Bien sûr, il y a eu des mécontents. Teddy Chevalier par exemple, parti à Courtrai en janvier, d’abord très efficace en Belgique avant de rentrer dans le rang, n’a pas franchement apprécié d’être sorti des plans aussi vite. On pourra aussi toujours revenir sur d’autres cas. John Bostock était indiscutable durant la phase aller, l’était-il toujours tant que ça après janvier ? Abdellah Zoubir n’aurait-il pas eu besoin de souffler plus à certains moments ? Abdoul Ba, qui a bien rendu service en fin de saison, n’aurait-il pas pu être plus impliqué sur la fin de saison même s’il a été proche d’un départ ? Autant de questions qui reviennent souvent dans les conversations. Le cas de Loïck Landre, capitaine mis de côté suite à ses envies de départ puis l’éclosion de Jean-Kévin Duverne est souvent évoqué également, même si l’on rappellera que le joueur, déjà partant il y a un an, avait mis 6 bons mois avant de se remettre sur les rails et de revenir au niveau suffisant pour retrouver véritablement grâce aux yeux d’Antoine Kombouaré.

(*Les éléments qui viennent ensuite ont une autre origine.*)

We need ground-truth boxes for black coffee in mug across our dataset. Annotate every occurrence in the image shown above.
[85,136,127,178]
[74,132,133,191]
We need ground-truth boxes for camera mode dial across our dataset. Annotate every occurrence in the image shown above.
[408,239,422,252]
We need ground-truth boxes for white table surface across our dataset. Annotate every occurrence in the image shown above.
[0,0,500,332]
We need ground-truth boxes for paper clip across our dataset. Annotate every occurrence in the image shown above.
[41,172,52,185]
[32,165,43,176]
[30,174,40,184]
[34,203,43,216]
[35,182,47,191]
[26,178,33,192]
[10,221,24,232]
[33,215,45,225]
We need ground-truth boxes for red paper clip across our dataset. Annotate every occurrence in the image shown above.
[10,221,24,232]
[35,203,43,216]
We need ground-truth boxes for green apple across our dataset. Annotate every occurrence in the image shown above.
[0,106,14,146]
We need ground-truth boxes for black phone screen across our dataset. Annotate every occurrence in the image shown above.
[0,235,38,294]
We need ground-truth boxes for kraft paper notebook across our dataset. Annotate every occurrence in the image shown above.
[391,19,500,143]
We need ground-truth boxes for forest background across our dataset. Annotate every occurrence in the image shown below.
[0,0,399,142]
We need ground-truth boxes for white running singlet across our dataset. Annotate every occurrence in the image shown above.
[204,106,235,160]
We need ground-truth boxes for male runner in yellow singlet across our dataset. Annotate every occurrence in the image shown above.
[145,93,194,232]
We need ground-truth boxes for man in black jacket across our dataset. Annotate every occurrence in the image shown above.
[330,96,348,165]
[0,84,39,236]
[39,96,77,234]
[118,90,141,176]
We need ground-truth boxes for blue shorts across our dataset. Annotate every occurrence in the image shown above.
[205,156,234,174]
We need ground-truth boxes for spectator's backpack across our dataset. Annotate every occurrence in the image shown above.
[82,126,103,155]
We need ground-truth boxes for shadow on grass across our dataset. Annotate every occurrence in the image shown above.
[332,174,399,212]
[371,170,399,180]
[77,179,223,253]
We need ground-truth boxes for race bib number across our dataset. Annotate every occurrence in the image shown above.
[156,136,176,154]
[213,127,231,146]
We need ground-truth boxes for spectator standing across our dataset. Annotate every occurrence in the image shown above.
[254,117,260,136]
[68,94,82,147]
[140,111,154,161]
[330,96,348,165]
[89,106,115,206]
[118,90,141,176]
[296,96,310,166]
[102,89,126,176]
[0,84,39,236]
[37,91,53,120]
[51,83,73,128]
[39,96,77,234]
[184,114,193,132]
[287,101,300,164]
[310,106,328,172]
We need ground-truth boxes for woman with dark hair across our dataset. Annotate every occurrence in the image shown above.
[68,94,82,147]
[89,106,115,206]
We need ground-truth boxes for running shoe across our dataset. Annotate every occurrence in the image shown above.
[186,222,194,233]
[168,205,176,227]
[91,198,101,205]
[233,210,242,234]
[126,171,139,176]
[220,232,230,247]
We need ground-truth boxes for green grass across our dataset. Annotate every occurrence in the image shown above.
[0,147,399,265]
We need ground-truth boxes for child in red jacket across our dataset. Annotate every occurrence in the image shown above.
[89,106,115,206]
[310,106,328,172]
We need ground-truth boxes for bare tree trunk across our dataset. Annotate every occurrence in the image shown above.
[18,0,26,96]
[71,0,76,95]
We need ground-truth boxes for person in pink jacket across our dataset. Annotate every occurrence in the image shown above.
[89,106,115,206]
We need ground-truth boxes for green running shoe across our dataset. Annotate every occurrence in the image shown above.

Mais Alain Casanova, c’est aussi un entraîneur dont les plans ont été très vite contrariés. Il était arrivé avec une idée forte : faire jouer son équipe et les autres formations du club en 3-5-2, un système à part. L’intégralité de la préparation a été effectuée avec ce projet en tête. Il a volé en éclat lorsque début août, Dusan Cvetinovic et Mohamed Fofana se blessent pratiquement en même temps, alors que Loïck Landre se retrouve mis de côté suite à ses envies d’ailleurs. Autrement dit, l’intégralité de la défense potentiellement titulaire dans ce système qui nécessite du temps de jeu en commun pour l’assimiler est brisée. Heureusement, il est facile de s’adapter à des systèmes plus classiques à 4 derrière et ses joueurs peuvent vite y trouver des automatismes et leurs aises, même si les premiers matches dans cette configuration ne sont pas tous franchement convaincants. Il est alors difficile de revenir en arrière. Au final, c’est dans cette configuration que le RCL a pu se mêler à la lutte tout en conservant sa philosophie principale basée sur la possession. Mais affirmer aujourd’hui que le Racing n’aurait pas au moins autant performé en pouvant poursuivre ses plans tactiques initiaux reste hasardeux. On retient juste qu’Alain Casanova n’a finalement pas mis en place ce qu’il avait préparé durant de précieuses semaines. Il n’a pas souhaité ou pas pu insister dans cette voie particulière, à tort, à raison, on ne le saura jamais, la seule certitude étant que ses plans ont été bousculés. Vient enfin un mercato effectivement achevé trop tard particulièrement pour un poste clé : celui d’avant-centre. Cristian Lopez, 16 buts, est un profil particulièrement efficace difficile à trouver et qui manquait au Racing la saison précédente. Le joueur n’a pu commencer à s’installer que courant septembre, soit un mois et demi après le début de la compétition. Ça n’aurait peut-être pas tout changé, mais s’il avait été là dès la préparation, le mois d’août aurait peut-être ramené ces 2 ou 3 petits points qui ont manqué. Le RC Lens en a perdu bien d’autres bêtement par la suite, mais ceux là ont compté aussi. Maintenant, presque tout semble à refaire. Avec ou sans Alain Casanova, cette fois, il faudra faire plus vite.